Anthropic has published a new report arguing that artificial intelligence is no longer just a tool for software teams. It is becoming a direct contributor to the development of the models themselves.

The company says its internal data and outside benchmarks show AI systems are increasingly capable of writing code, running experiments and handling longer, more complex tasks. While Anthropic says fully autonomous recursive self-improvement is not here yet, it warns that the industry may be moving toward that point faster than many institutions expect.

Recursive self-improvement refers to an AI system improving its own successor. In Anthropic’s framing, that would mean a model could help design, train and refine the next version of itself with only limited human direction. The company says that would be a major technical milestone, with potential benefits in science, healthcare and other fields. At the same time, it could raise the stakes for oversight, security and control.

Evidence from benchmarks and internal use

Anthropic points to public evaluations showing steady gains in model performance. The company says the length of tasks AI systems can reliably complete on their own has been increasing quickly, with the doubling time for those task horizons shortening to about every four months. It also cites software engineering and research benchmarks that have moved from low scores to near saturation in a relatively short period.

On software engineering tests, Anthropic says its models have improved sharply on SWE-bench, a benchmark built around real open-source bug fixes. It also cites CORE-Bench, which measures whether a model can reproduce the results of published research. According to the report, performance on both tests has climbed rapidly over the past two years.
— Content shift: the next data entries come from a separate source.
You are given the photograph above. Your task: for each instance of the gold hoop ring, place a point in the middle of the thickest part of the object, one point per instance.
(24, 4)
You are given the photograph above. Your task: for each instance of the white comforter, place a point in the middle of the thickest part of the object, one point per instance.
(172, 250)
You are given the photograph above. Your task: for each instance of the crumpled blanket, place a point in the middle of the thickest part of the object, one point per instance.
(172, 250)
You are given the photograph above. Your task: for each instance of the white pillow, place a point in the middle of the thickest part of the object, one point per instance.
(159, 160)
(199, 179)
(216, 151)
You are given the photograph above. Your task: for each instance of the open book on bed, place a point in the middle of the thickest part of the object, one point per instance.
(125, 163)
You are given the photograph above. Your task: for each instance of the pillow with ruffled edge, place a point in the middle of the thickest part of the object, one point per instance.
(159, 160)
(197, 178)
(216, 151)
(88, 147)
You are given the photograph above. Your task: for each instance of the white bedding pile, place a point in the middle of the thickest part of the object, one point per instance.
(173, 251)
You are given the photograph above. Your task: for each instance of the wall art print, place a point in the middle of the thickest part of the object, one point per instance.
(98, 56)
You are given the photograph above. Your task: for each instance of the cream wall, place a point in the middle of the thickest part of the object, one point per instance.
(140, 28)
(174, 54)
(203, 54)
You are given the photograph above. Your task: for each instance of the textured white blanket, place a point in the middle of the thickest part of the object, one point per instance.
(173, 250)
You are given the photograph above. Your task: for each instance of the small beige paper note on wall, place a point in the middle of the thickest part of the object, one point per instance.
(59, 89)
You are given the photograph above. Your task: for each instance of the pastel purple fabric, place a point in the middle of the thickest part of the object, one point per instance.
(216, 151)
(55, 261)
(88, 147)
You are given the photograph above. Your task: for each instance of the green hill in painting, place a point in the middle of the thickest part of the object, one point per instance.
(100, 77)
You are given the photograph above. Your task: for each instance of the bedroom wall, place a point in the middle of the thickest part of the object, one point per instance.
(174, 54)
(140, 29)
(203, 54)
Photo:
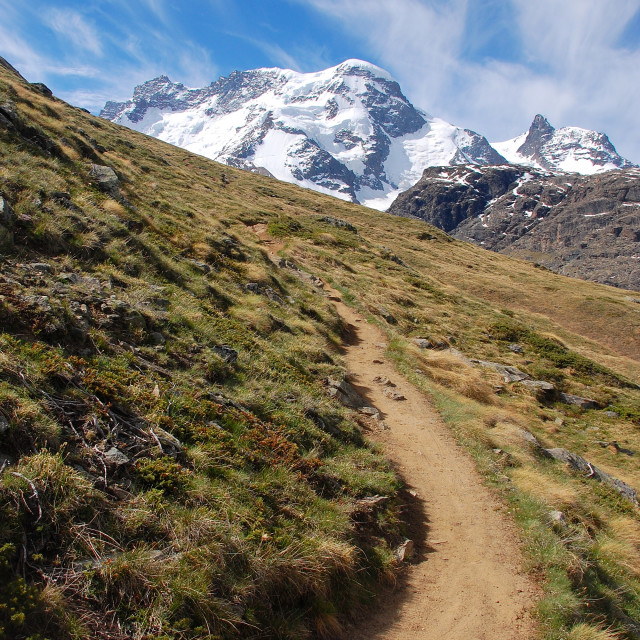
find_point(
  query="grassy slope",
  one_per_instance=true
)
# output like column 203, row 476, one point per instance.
column 248, row 528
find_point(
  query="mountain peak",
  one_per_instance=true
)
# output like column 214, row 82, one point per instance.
column 353, row 66
column 540, row 123
column 569, row 149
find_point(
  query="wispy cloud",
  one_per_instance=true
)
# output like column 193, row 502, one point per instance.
column 73, row 27
column 568, row 64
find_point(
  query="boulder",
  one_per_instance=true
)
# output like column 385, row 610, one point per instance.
column 345, row 393
column 542, row 390
column 393, row 395
column 115, row 457
column 42, row 89
column 7, row 215
column 404, row 551
column 509, row 373
column 106, row 180
column 582, row 403
column 6, row 238
column 578, row 463
column 228, row 354
column 387, row 315
column 135, row 320
column 370, row 411
column 336, row 222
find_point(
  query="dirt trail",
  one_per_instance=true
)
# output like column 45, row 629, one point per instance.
column 467, row 582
The company says the more important evidence comes from inside Anthropic itself. In its engineering and research work, Claude is now helping with tasks that once required much more direct human effort. Early use cases involved simple code suggestions. Later, coding agents began writing and editing files. Now, Anthropic says, autonomous agents can run code and hand work off to other agents for hours at a time.

Anthropic says more than 80% of the code merged into its codebase by May 2026 was written by Claude. Before Claude Code launched in research preview in early 2025, that figure was in the low single digits. The company also says the amount of code merged per engineer per day rose sharply in 2025 and again in 2026, reaching roughly eight times the 2024 level in the second quarter of 2026.

Productivity gains, but with caveats

Anthropic cautions that lines of code are an imperfect measure of productivity because they capture quantity rather than quality. Even so, it says the jump reflects a real acceleration in output. In a poll of 130 employees in March 2026, the median respondent estimated that they were producing about four times as much output with Mythos Preview as they would without AI assistance, for work they would have done anyway.

The company also describes cases where Claude enabled work that likely would not have happened otherwise. In one example, it says Claude produced more than 800 fixes in April 2026 that reduced a category of API errors by a factor of 1,000. An engineer overseeing the work estimated that a human would have needed years to complete it.

Anthropic says Claude is also improving as code writer and reviewer. It reports that staff now intervene less often during coding sessions, even on open-ended problems, and that Claude-written code is approaching human quality. The company says an automated Claude review of past code changes would have caught about a third of the bugs behind earlier incidents before they reached production.

The report ultimately presents AI development as a feedback loop that is becoming faster and more automated. Anthropic says the current gap is not in executing well-defined tasks, where AI is already strong, but in choosing goals and deciding what to work on next. Closing that gap, it argues, would mark the start of a much more consequential phase in AI development.